ANALYSIS OF CUSTOMER REVIEWS USING NLP AND MACHINE LEARNING METHODS

АНАЛИЗ ОТЗЫВОВ ПОКУПАТЕЛЕЙ С ИСПОЛЬЗОВАНИЕМ МЕТОДОВ NLP И МАШИННОГО ОБУЧЕНИЯ
Tynysbekov P. Kultyshev E.
Цитировать:
Tynysbekov P., Kultyshev E. ANALYSIS OF CUSTOMER REVIEWS USING NLP AND MACHINE LEARNING METHODS // Universum: технические науки : электрон. научн. журн. 2025. 5(134). URL: https://7universum.com/ru/tech/archive/item/20095 (дата обращения: 05.12.2025).
Прочитать статью:
DOI - 10.32743/UniTech.2025.134.5.20095

 

ABSTRACT

In the modern digital economy, online product reviews have become a critical source of information for customers and businesses alike. This study focuses on analyzing customer reviews for the product "Miracle Noodle Zero Carb, Gluten Free Shirataki Pasta, Spinach Angel Hair" available on Amazon. Using Natural Language Processing (NLP) techniques, including sentiment analysis with the VADER tool and topic modeling through Latent Dirichlet Allocation (LDA), the research aims to uncover key factors influencing customer satisfaction and dissatisfaction. The dataset was preprocessed using tokenization, lemmatization, and stopword removal to ensure data quality. Sentiment analysis results demonstrated a strong correlation between textual sentiment and star ratings, while topic modeling revealed critical aspects such as taste, texture, and smell influencing customer opinions. Furthermore, machine learning models, particularly logistic regression, achieved high accuracy in classifying review sentiment. The findings offer actionable insights for product improvement and marketing strategies. This study confirms that systematic NLP-based review analysis is a powerful tool for product optimization and strategic decision-making. 

АННОТАЦИЯ

В современной цифровой экономике отзывы покупателей стали важным источником информации для оценки качества продукции и уровня удовлетворенности клиентов. Данное исследование направлено на анализ отзывов о продукте "Miracle Noodle Zero Carb, Gluten Free Shirataki Pasta, Spinach Angel Hair" с использованием методов обработки естественного языка (NLP). Эмоциональная окраска отзывов была оценена с помощью алгоритма VADER, а основные темы выделены с использованием метода Latent Dirichlet Allocation (LDA). Данные были предварительно обработаны через токенизацию, лемматизацию и удаление неинформативных слов. Результаты продемонстрировали сильную корреляцию между эмоциональной окраской текста и пользовательскими оценками. Модели машинного обучения, в частности логистическая регрессия, показали высокую точность в классификации отзывов по эмоциональной окраске. Это исследование подчеркивает значение системного анализа пользовательских отзывов для оптимизации качества продукции и маркетинговых стратегий.

 

Keywords: Natural Language Processing; Sentiment Analysis; Topic Modeling; Customer Reviews; Machine Learning; Product Improvement; Text Mining; VADER; LDA.

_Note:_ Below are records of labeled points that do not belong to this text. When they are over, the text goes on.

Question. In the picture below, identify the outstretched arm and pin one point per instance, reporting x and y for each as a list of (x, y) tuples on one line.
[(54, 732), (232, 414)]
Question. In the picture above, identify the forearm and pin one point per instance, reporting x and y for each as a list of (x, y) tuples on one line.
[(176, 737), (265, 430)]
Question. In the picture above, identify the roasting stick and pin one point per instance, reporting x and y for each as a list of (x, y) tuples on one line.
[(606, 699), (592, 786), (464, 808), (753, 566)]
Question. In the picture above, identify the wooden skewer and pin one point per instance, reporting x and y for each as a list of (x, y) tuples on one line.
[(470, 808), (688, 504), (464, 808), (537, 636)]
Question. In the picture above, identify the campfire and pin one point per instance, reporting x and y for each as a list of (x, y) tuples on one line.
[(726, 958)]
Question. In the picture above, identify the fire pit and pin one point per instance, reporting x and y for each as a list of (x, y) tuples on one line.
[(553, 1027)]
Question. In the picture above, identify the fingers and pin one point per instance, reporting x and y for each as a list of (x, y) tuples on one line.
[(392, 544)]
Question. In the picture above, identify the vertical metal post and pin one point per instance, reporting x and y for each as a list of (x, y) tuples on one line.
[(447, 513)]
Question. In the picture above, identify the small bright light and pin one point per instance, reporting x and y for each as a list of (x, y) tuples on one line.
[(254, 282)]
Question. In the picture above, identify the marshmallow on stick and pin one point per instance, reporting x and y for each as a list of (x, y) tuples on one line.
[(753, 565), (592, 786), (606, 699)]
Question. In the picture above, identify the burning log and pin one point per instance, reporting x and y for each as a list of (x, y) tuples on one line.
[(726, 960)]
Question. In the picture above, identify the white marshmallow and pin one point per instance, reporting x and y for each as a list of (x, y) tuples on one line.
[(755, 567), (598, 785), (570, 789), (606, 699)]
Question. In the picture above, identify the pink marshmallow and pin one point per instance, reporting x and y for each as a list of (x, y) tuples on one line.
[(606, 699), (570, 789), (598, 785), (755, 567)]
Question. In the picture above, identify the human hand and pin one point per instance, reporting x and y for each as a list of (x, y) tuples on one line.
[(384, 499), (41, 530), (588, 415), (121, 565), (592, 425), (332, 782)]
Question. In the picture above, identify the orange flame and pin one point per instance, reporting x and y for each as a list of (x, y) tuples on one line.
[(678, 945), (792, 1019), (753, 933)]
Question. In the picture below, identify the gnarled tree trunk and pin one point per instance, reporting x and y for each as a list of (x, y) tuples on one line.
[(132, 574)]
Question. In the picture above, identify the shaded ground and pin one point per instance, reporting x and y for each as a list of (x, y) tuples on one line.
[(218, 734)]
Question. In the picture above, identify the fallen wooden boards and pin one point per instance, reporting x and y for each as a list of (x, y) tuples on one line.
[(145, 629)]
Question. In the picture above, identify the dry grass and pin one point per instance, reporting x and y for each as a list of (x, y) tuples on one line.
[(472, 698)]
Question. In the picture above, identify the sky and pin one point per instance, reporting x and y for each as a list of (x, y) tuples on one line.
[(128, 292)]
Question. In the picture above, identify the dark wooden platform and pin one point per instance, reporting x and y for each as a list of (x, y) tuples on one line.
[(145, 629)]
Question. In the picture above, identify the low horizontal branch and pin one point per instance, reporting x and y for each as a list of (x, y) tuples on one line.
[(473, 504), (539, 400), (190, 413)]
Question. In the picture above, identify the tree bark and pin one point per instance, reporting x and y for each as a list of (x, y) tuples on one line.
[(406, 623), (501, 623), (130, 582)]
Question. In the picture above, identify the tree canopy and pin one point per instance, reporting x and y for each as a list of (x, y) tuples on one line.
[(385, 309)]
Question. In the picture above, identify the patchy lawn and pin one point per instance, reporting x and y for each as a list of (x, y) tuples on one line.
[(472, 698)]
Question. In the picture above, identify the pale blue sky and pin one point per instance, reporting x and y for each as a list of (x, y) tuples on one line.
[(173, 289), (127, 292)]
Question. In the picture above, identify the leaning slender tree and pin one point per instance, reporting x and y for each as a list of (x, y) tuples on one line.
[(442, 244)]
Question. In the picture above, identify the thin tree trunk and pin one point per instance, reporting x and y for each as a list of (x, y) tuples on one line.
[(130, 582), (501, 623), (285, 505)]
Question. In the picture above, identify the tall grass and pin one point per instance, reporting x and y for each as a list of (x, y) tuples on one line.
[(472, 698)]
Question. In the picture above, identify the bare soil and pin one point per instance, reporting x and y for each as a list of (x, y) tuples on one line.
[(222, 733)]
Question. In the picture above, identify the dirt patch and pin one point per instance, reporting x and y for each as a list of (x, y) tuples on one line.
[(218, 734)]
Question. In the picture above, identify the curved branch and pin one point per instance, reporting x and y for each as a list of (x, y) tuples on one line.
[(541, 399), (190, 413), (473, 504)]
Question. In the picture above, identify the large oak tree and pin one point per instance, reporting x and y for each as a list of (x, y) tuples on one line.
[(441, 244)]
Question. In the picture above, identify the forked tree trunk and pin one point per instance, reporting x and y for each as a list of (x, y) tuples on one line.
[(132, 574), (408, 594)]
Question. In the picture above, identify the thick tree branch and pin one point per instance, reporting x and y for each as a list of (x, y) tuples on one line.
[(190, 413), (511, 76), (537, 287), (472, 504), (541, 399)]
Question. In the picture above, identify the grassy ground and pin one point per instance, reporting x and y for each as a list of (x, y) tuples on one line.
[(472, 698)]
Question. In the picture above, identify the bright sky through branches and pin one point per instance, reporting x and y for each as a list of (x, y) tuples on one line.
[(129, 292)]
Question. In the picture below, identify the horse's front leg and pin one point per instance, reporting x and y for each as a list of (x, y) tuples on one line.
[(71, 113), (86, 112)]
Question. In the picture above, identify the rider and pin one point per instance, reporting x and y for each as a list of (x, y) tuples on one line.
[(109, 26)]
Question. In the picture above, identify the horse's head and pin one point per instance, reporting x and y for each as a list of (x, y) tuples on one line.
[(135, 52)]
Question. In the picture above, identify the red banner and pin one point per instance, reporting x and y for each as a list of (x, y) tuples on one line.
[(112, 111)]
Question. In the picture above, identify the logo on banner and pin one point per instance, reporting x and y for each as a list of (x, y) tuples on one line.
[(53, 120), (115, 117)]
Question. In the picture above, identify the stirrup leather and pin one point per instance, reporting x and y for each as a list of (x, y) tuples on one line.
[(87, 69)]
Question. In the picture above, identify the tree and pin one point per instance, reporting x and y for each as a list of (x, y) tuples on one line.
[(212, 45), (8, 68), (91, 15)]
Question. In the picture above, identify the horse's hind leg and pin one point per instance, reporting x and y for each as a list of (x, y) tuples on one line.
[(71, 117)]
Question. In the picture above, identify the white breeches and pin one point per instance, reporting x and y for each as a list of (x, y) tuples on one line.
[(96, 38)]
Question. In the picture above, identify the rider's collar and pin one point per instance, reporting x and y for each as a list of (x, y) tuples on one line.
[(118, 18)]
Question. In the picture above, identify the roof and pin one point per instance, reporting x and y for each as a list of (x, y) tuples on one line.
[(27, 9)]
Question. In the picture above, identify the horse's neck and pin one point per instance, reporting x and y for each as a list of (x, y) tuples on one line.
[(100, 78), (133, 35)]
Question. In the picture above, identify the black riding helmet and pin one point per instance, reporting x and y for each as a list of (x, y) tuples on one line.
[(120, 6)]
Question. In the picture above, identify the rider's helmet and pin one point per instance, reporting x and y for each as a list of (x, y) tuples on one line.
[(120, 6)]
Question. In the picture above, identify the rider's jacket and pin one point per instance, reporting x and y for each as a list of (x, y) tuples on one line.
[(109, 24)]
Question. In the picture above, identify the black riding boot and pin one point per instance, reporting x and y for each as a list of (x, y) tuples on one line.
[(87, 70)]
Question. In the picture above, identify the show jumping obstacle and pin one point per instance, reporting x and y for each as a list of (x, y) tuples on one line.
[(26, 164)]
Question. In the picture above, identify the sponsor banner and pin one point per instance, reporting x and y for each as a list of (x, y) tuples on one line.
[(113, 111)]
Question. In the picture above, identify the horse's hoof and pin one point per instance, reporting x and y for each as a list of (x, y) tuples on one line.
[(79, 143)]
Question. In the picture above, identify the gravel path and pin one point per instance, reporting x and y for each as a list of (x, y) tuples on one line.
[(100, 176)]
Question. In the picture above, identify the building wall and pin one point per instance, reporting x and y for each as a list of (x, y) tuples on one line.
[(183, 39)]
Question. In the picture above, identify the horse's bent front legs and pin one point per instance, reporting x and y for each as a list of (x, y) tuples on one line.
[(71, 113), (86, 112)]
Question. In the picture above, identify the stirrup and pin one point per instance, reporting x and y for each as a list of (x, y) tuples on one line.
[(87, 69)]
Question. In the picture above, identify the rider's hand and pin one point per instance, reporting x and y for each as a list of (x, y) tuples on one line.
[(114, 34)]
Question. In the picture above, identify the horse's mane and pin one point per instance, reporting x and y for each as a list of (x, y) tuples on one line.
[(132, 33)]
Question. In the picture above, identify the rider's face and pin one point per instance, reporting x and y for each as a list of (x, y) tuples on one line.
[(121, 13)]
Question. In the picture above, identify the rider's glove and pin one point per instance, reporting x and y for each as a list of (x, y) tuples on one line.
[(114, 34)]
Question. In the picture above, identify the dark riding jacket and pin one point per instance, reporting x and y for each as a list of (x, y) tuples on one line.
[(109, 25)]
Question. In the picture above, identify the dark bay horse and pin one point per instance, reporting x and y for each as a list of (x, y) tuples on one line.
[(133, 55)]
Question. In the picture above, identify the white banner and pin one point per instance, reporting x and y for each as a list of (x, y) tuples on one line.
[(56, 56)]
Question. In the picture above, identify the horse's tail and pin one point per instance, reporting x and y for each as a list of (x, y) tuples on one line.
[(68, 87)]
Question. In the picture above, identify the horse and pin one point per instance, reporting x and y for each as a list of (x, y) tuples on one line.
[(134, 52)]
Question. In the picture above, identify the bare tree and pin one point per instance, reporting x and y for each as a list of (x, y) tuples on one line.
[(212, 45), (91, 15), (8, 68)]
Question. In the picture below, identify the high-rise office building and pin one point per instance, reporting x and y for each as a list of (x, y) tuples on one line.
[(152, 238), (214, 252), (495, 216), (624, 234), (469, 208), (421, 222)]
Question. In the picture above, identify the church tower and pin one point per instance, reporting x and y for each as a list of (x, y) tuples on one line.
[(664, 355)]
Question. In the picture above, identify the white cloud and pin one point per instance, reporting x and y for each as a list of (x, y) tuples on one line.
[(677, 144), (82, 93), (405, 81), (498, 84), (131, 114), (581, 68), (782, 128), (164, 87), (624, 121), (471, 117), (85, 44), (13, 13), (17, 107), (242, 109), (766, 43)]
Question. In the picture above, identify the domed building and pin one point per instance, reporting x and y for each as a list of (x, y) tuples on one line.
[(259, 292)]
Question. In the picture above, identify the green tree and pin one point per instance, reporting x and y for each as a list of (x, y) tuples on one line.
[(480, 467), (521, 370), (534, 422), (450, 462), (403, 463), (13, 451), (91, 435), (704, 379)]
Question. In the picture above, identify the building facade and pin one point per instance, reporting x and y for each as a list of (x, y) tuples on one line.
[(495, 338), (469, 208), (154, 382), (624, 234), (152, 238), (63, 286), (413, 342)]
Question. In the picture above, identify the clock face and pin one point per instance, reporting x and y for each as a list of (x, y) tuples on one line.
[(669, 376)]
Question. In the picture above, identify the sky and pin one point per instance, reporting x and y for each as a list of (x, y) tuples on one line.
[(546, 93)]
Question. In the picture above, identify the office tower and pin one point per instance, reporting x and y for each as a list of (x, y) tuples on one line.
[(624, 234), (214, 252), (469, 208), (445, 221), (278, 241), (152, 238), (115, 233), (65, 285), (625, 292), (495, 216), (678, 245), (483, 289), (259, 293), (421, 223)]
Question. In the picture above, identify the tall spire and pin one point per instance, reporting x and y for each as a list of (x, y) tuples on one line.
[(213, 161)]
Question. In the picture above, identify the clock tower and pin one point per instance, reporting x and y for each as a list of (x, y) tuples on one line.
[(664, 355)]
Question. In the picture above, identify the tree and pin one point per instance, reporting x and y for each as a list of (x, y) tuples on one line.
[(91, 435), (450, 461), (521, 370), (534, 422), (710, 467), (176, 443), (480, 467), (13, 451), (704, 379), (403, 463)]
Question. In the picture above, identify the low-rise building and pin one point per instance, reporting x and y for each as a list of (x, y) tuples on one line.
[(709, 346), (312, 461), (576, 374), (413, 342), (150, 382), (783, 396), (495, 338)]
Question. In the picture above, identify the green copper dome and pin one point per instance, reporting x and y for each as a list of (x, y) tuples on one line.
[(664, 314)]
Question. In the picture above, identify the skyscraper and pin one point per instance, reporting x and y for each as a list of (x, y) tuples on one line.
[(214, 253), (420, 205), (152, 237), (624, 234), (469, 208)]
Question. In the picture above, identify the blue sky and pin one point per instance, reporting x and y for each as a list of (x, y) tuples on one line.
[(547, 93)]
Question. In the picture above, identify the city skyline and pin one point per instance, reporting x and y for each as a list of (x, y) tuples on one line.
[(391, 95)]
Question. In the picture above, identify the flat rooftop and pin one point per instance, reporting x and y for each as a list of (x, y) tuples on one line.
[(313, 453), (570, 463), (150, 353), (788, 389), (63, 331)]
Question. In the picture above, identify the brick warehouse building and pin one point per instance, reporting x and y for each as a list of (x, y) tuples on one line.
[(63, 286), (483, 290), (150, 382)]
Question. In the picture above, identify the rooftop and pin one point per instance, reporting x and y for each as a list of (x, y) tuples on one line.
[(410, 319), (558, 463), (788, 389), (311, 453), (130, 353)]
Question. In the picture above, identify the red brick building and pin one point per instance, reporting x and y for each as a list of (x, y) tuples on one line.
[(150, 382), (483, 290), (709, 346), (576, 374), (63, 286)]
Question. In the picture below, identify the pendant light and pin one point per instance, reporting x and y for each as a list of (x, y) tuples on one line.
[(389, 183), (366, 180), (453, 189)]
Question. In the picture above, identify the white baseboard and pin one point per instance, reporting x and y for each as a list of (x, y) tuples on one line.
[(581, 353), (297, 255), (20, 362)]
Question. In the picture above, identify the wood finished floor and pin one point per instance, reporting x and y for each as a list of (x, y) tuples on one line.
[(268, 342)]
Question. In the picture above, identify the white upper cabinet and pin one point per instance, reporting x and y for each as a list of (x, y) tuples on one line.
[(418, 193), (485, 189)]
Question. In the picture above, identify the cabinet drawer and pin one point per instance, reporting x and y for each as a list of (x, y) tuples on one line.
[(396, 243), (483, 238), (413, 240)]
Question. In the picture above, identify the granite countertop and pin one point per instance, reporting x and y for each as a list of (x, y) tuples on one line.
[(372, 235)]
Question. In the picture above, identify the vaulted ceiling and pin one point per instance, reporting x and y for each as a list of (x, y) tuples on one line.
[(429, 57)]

Ключевые слова: обработка естественного языка; анализ отзывов; тематическое моделирование; отзывы клиентов; машинное обучение; улучшение продукта; текстовый майнинг; VADER; LDA.

 

I. INTRODUCTION

In In the modern digital economy, consumer-generated content, particularly online product reviews, serves as a critical source of information for both customers and businesses. These reviews reflect customers' experiences and perceptions, offering valuable insights into product quality, usability, and overall satisfaction. However, analyzing large volumes of such unstructured text data manually is impractical. To address this challenge, Natural Language Processing (NLP) and machine learning techniques provide effective tools for extracting meaningful patterns from textual data.

This paper focuses on the analysis of customer reviews for the product "Miracle Noodle Zero Carb, Gluten Free Shirataki Pasta, Spinach Angel Hair" available on Amazon. Despite having a significant number of positive reviews, the product also receives a considerable amount of negative feedback, particularly concerning its texture, odor, and preparation process. Understanding these contrasting opinions is vital for product improvement, customer satisfaction, and market competitiveness.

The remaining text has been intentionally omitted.